We have awsome bandwidth and protection from floods,etc.  You get root 
and for all intents and purposes it looks like a dedicated box without 
the headaches.  And for what you get, it's MUCH more economical than 
trying to run a farm over DSL.  Finally, we're really well homed, with 
excellent connections to the backbone in Los Angeles.  

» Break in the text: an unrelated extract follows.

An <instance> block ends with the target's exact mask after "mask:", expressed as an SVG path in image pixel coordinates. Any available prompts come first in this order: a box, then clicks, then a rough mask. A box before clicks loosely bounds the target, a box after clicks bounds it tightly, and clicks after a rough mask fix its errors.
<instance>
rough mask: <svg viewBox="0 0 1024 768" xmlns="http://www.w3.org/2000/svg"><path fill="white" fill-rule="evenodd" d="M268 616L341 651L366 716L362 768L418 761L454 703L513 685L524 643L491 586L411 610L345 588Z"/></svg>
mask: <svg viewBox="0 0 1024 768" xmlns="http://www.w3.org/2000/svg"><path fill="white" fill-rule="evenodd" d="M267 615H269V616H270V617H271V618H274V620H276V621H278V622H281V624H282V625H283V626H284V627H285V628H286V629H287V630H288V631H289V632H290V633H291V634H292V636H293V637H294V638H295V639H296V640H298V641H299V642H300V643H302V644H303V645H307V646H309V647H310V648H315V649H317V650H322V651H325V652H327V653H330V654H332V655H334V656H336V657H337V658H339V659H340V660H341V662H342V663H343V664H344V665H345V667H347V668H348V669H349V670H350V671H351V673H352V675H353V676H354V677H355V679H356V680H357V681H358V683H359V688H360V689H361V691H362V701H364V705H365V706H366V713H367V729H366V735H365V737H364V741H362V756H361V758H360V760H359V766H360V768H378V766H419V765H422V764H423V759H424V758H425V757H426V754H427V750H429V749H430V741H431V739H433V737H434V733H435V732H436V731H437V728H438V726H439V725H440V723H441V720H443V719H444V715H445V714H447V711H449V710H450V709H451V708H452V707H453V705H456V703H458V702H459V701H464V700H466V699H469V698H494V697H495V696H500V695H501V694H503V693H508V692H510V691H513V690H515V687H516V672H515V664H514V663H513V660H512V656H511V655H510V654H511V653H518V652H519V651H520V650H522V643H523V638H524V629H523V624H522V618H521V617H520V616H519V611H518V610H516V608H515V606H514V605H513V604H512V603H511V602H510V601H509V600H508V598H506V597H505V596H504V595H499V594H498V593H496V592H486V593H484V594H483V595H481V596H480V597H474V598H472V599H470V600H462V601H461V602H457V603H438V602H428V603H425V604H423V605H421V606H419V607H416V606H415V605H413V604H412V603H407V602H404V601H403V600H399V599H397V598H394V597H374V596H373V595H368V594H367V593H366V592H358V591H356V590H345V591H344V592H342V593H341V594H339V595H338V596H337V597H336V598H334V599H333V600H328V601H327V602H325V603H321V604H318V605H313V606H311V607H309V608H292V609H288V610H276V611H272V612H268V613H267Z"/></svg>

    Allright, plug off...  Whatever you do, hosting it yourself is cheap 
but not reliable, and as reliablility increases, so does cost and the 
relationship is hyperbolic - it takes an order of magnitude more money 
for each increase in reliability.  My advice is let somebody else spend 
the money and figure out how to share so you're only paying a small part 
of the total cost.  Good Luck.


Eric Jensen wrote:

> Going to be launching a business management system and we are going to 
> host the web sites instead of distribute our code base.  This is where 
> my knowledge gets pretty sparse.   We would really like to run our own 
> servers from our location isntead of colocate.  I looked at a few ISPs 
> and what they offer for DSL lines with a static IP and have not been 
> impressed.  For $150-200 a month you can get a 384kb/s line that is, 
> according to them, perfect for web hosting.  That just doesn't make 
> sense to me.  When most users now days have closer to 1.5mb DSL (at 
> around $30-40 a month mind you) how could you support even 10 hits at 
> a time and not get complaints about it being too slow?  We were 
> thinking of getting one line with a static IP and then a bunch of 
> 1.5mb standard lines and merging them.  We think that will work fine 
> for download, but not upload since we would go out on a different IP.  
> Seems like it would really screw up DNS, amongst other things I'm 
> sure.  So what are our options if we want to keep the equipment 
> in-house?  Am I missing something with these 384-ish DSL lines 
> designed for small-medium businesses?